The inflection point came with Claude Mythos. When Anthropic announced the highly guarded model, security executives at major enterprise technology companies took notice in a way they had not with prior frontier releases. 

Zscaler was among the early organizations given access to the model, and CEO Jay Chaudhry told CyberScoop that he directed his team to use it to probe the company’s own applications.

“Are we finding some serious stuff? Yes, indeed,” Chaudhry told CyberScoop at Gartner’s Security & Risk Management Summit. He was careful to note that the findings were not necessarily more severe than those produced by other models. The issue, he said, was volume. 

“There aren’t enough resources and cycles to fix all those,” he said. 

The reason Mythos changed the calculus, according to Tom Gillis, general manager for infrastructure and security products at Cisco, comes down to code complexity. Legacy network infrastructure was built on tens of millions of lines of code developed over decades, and earlier AI models lacked the context window and reasoning capacity to comprehend it in full.

“The models couldn’t understand the entirety of it before,” he told CyberScoop. “Now they can. That’s why they’re finding all these vulnerabilities.”
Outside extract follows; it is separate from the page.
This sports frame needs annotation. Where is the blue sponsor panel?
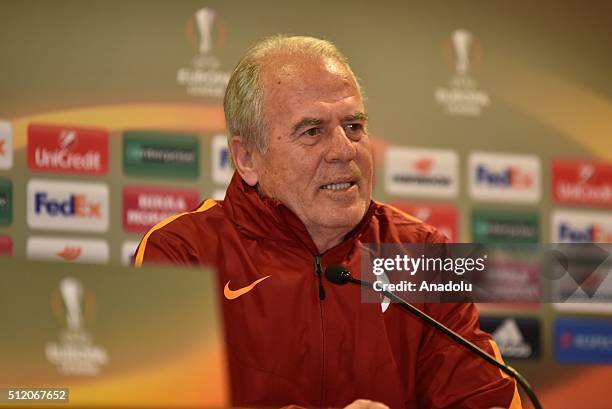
[555,318,612,364]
The problem runs deeper than application code. Firewalls and network switches often run for decades without updates or reboots, and many have never been patched in any meaningful way. The combination of aging infrastructure and newly capable AI models has created what Gillis described as a meaningful and accelerating shift in attacker capability that the industry’s existing operational rhythms were not built to absorb.

An opportunity in existing technology 

Cisco’s answer to the oncoming vulnerability deluge is a technology it calls Live Protect, a compensated control built on eBPF, a Linux feature that lets security software operate at the kernel level to block threats without rewriting system code.

“It’s a pinpoint, laser-fine control that can shield a vulnerability on a production system,” Gillis said. “We’re not touching or modifying the binaries of that production system.”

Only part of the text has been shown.